Walaupun aturan jam kerja selama Ramadan tidak diberlakukan bagi karyawan swasta, pada prinsipnya, hak pekerja untuk melaksanakan ibadah tetap harus terpenuhi sebagaimana diatur dalam Pasal 80 UU Ketenagakerjaan. Lalu, dalam praktiknya, tidak sedikit perusahaan swasta yang mengeluarkan kebijakan khusus dalam menentukan jam kerja Ramadan 2024 ini.
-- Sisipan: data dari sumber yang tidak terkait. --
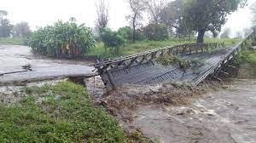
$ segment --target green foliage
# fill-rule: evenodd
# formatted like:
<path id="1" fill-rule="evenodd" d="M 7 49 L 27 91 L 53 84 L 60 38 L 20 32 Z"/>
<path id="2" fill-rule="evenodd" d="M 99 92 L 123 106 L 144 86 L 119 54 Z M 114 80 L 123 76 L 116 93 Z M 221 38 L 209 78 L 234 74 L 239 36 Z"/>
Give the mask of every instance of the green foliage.
<path id="1" fill-rule="evenodd" d="M 20 22 L 15 26 L 13 32 L 15 37 L 27 37 L 32 31 L 27 22 Z"/>
<path id="2" fill-rule="evenodd" d="M 143 27 L 143 31 L 151 41 L 164 41 L 168 38 L 167 26 L 163 24 L 149 24 Z"/>
<path id="3" fill-rule="evenodd" d="M 28 96 L 20 103 L 0 105 L 0 142 L 128 142 L 83 86 L 60 83 L 24 90 Z"/>
<path id="4" fill-rule="evenodd" d="M 110 48 L 113 54 L 119 54 L 119 48 L 125 43 L 125 39 L 117 31 L 105 28 L 101 33 L 101 38 L 106 48 Z"/>
<path id="5" fill-rule="evenodd" d="M 118 33 L 125 39 L 125 43 L 132 41 L 132 29 L 130 26 L 121 27 Z"/>
<path id="6" fill-rule="evenodd" d="M 245 49 L 241 53 L 241 61 L 249 63 L 256 68 L 256 52 Z"/>
<path id="7" fill-rule="evenodd" d="M 206 38 L 206 43 L 224 43 L 225 46 L 232 46 L 240 42 L 240 39 L 233 38 Z M 136 43 L 127 43 L 121 46 L 119 55 L 111 54 L 110 49 L 104 49 L 104 44 L 98 43 L 96 48 L 92 49 L 85 55 L 97 55 L 104 58 L 116 58 L 120 55 L 131 55 L 140 52 L 144 52 L 166 46 L 181 45 L 184 43 L 195 43 L 195 39 L 189 40 L 187 38 L 172 38 L 166 41 L 139 41 Z"/>
<path id="8" fill-rule="evenodd" d="M 226 16 L 237 9 L 246 0 L 187 0 L 183 22 L 192 31 L 199 32 L 197 43 L 203 42 L 207 31 L 220 31 Z"/>
<path id="9" fill-rule="evenodd" d="M 9 37 L 11 35 L 13 26 L 6 18 L 8 12 L 0 10 L 0 37 Z"/>
<path id="10" fill-rule="evenodd" d="M 35 53 L 49 56 L 80 56 L 95 46 L 92 31 L 84 25 L 56 22 L 33 32 L 29 46 Z"/>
Penjelasan selengkapnya mengenai ketentuan jam kerja selama bulan Ramadan dapat Anda baca pada artikel Ketentuan Jam Kerja Selama Ramadan bagi Karyawan Swasta dan ASN Tahun 2024.
Sanksi Pidana
Adapun sanksi bagi pengusaha yang merintangi atau menghalangi kegiatan keagamaan dan peribadatan dalam ruang lingkup ketenagakerjaan diatur dalam Pasal 81 angka 66 Perppu Cipta Kerja yang mengubah Pasal 185 ayat (1) UU Ketenagakerjaan, yaitu:
Barang siapa melanggar ketentuan sebagaimana dimaksud dalam Pasal 42 ayat (2), Pasal 68, Pasal 69 ayat (2), Pasal 80, Pasal 82, Pasal 88A ayat (3), Pasal 88E ayat (2), Pasal 143, Pasal 156 ayat (1), atau Pasal 160 ayat (4) dikenai sanksi pidana penjara paling singkat 1 tahun dan paling lama 4 tahun dan/atau pidana denda paling sedikit Rp100 juta dan paling banyak Rp400 juta.
Dengan demikian perbuatan pengusaha yang tidak memberikan kesempatan atau bahkan menghalangi/merintangi karyawan untuk melakukan ibadah tergolong sebagai tindak pidana kejahatan[2] yang diancam dengan pidana penjara dan/atau denda.
Menurut hemat kami, adapun contoh-contoh tindakan yang melanggar hak beribadah sebagai berikut:
- penerapan hari kerja oleh pengusaha terhadap karyawan di hari besar keagamaan;
- tidak disediakannya waktu dan fasilitas ibadah oleh perusahaan bagi karyawan yang membutuhkan fasilitas peribadatan.
Demikian jawaban dari kami, semoga bermanfaat.